Gina came stalking out of the kitchen on Grady’s heels and followed him straight to the table. Her indignant gaze came to rest on Karen. “Are you okay with this?”
“He’s not going away,” Karen said with an air of resignation. “I guess I’ll have to make the best of it.”
“I can kick him out,” Gina offered.
“You and who else?” Grady demanded, regarding Gina with amusement.
Gina’s gaze strayed to her mysterious man. “I can muster up some help if I need it,” she declared.
“No need,” Karen said. “Grady will be on his good behavior.” She looked at him. “Won’t you?”
He winked. “The best. And I’m a really big tipper.”
Gina grinned then, apparently satisfied that there would be no fireworks. “I’m counting on it.”
After she’d gone, Grady looked at Karen. “She’s very protective of you.”
“As you’ve figured out by now, I’m sure, there are five of us who grew up together. We’ve been best friends ever since. There’s nothing we wouldn’t do if one of us needed something.”
“And these are the friends who are willing to bankroll your vacation?”
“Some of them, yes.”
“It must be nice to have a circle of friends you can count on.”
Her gaze narrowed at that. “Don’t you?”
“I have acquaintances,” he said with no trace of self-pity. “And I have my grandfather.
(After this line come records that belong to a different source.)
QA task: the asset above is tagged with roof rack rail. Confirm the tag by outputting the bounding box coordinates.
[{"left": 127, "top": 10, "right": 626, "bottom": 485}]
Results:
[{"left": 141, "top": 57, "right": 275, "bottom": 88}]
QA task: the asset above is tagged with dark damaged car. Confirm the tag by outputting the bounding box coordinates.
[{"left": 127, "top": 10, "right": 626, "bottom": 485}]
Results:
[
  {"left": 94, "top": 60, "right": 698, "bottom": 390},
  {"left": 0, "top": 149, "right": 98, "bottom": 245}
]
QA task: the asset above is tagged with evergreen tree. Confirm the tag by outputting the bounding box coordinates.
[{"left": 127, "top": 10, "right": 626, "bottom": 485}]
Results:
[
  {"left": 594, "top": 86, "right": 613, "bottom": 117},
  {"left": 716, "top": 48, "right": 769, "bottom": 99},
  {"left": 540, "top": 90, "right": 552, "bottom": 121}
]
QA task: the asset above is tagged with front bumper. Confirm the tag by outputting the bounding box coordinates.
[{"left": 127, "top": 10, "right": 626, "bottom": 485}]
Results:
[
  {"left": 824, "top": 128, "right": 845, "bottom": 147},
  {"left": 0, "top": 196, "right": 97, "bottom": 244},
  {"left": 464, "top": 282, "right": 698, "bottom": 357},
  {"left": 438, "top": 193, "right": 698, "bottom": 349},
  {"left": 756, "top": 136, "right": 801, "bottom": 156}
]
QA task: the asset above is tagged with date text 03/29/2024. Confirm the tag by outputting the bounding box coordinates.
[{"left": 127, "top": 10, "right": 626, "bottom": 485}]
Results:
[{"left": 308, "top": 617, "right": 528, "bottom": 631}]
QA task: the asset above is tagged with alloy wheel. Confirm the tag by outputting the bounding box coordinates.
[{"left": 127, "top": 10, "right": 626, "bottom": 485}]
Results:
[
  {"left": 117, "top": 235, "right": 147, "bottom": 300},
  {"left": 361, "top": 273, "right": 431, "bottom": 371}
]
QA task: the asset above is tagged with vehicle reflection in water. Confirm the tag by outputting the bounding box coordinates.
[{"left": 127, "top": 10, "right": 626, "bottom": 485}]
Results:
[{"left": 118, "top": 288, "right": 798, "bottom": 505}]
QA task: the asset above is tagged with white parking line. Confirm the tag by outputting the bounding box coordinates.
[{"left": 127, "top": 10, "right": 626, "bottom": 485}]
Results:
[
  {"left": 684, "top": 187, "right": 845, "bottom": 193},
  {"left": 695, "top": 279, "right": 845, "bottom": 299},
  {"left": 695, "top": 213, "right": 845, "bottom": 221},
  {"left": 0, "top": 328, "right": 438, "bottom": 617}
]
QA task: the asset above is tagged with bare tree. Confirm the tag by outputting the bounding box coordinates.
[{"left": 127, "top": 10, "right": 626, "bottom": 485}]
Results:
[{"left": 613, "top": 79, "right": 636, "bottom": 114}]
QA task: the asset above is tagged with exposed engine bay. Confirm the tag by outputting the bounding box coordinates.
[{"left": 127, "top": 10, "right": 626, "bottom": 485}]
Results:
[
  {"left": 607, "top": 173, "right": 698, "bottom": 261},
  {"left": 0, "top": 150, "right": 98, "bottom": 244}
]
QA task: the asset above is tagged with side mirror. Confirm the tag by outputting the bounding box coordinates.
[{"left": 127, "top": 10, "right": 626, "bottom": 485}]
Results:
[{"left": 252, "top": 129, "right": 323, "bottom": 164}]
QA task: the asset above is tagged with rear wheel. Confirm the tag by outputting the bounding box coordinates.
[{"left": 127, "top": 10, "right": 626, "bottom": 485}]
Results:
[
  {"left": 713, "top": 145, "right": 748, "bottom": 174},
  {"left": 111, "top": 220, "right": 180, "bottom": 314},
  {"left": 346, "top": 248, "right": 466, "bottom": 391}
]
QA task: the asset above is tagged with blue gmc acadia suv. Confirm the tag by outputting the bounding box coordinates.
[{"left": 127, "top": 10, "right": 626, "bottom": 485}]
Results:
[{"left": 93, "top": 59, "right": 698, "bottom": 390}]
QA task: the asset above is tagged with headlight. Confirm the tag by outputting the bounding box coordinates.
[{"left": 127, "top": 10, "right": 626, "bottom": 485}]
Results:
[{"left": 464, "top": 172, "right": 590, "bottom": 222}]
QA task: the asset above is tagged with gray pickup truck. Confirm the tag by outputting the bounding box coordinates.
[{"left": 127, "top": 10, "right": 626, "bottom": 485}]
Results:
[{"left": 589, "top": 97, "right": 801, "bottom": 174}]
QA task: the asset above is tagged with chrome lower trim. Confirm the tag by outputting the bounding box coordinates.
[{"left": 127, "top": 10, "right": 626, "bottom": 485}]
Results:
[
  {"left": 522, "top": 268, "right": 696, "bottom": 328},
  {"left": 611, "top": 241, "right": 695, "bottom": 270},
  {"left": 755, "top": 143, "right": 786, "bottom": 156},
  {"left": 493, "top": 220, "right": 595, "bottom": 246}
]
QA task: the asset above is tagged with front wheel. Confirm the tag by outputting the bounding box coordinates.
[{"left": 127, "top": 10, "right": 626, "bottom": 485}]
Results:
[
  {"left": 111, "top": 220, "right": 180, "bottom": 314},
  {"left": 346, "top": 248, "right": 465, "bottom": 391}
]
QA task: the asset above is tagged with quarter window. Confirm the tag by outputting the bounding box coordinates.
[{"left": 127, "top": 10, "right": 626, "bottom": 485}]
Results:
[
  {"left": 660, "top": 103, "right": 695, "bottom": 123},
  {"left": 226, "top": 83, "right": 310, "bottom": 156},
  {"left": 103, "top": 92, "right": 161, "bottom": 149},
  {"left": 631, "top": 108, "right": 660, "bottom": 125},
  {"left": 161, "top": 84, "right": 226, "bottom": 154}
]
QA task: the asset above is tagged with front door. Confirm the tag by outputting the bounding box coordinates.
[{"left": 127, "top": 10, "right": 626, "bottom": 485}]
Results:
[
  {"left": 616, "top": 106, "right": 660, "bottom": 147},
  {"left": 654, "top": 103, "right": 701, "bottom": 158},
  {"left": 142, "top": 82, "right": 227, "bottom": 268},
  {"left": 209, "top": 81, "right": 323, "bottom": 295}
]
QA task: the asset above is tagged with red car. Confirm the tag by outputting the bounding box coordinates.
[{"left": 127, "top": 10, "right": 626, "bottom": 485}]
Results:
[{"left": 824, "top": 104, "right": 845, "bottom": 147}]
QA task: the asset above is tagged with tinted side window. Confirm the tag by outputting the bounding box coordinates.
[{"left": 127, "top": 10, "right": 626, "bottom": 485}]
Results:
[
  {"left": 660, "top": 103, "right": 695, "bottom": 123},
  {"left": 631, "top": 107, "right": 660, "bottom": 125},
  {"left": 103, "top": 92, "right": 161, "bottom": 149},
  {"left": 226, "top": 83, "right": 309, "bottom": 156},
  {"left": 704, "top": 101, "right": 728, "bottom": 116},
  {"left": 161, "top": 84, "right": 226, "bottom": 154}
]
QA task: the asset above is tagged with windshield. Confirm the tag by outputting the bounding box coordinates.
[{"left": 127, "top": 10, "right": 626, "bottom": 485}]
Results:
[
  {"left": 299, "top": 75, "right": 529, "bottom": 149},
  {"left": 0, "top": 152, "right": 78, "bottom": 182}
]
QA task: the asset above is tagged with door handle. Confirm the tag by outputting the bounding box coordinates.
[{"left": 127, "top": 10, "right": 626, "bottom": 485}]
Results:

That’s always been enough.”
She thought she detected a rare note of wistfulness in his voice. “It has been? Not now?”
His gaze met hers. “No,” he said quietly. “Not now.”
Deep inside, she felt something give way. It was the last of her defenses crumbling…and for the life of her, she couldn’t seem to regret it.
Even though she’d been anticipating-no, dreading-the call, hearing Anna Hanson’s voice on the phone first thing the next morning would have been disconcerting enough for Karen under any conditions. But Grady had arrived not five minutes earlier. He was standing right next to her. That was enough to fill her with guilt. Added to the discovery she’d made the night before about just how vulnerable she was to this man and the guilt tripled.
“Anna,” she said with forced enthusiasm. “How good to hear your voice.”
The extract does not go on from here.